4. Was the sanction imposed one that could properly have been imposed.
As a result of the above findings, the conditions ought not to have been imposed and the appeal allowed.
It was decided that the matter should be remitted to the Panel for it to reconsider the existing allegations of non-serious misconduct in the light of this judgement and the evidence already before the Panel. The Court suggested to the Panel that it may be suitable to consider the imposition of a warning. The Court did not remit the allegations of serious misconduct for a re-hearing as the evidence before the Panel did not support them.
The interesting point in this case relates to whether a number of non-serious misconduct findings can cumulatively amount to serious misconduct. The matter did not fall to be categorically decided in this case but the judicial comment is interesting. Vos LJ was of the view that in ‘very unusual’ cases this may be possible, but that the regulator would need to make this clear in their charges.

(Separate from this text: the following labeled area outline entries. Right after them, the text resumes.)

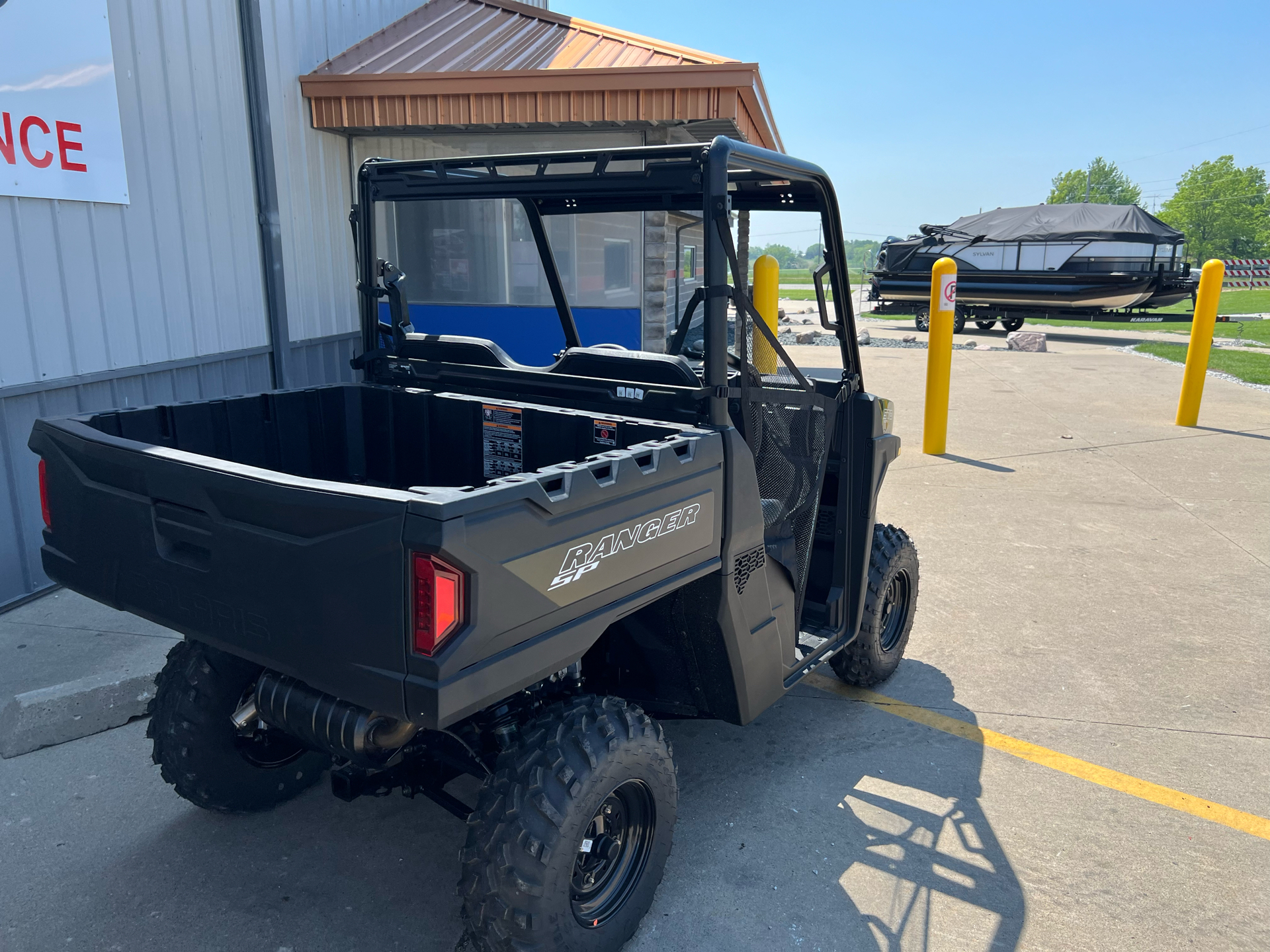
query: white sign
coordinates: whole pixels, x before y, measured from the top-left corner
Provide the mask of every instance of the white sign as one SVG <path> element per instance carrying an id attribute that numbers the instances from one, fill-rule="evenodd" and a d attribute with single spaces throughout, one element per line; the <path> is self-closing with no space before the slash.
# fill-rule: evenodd
<path id="1" fill-rule="evenodd" d="M 0 195 L 128 203 L 107 0 L 0 0 Z"/>
<path id="2" fill-rule="evenodd" d="M 941 311 L 956 310 L 956 272 L 940 275 L 940 308 Z"/>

Beaton LJ’s view was that such findings would not be confined to ‘unusual’ cases and that such findings should be open to panels to reach, provided it is clear from either the charge brought by the regulator or the way the case is presented.
In cases where the regulator’s case is that a number of minor/less serious indiscretions become serious in their repetition or pattern, it may be wise in light of this judgement to specifically state so in the allegation or charge.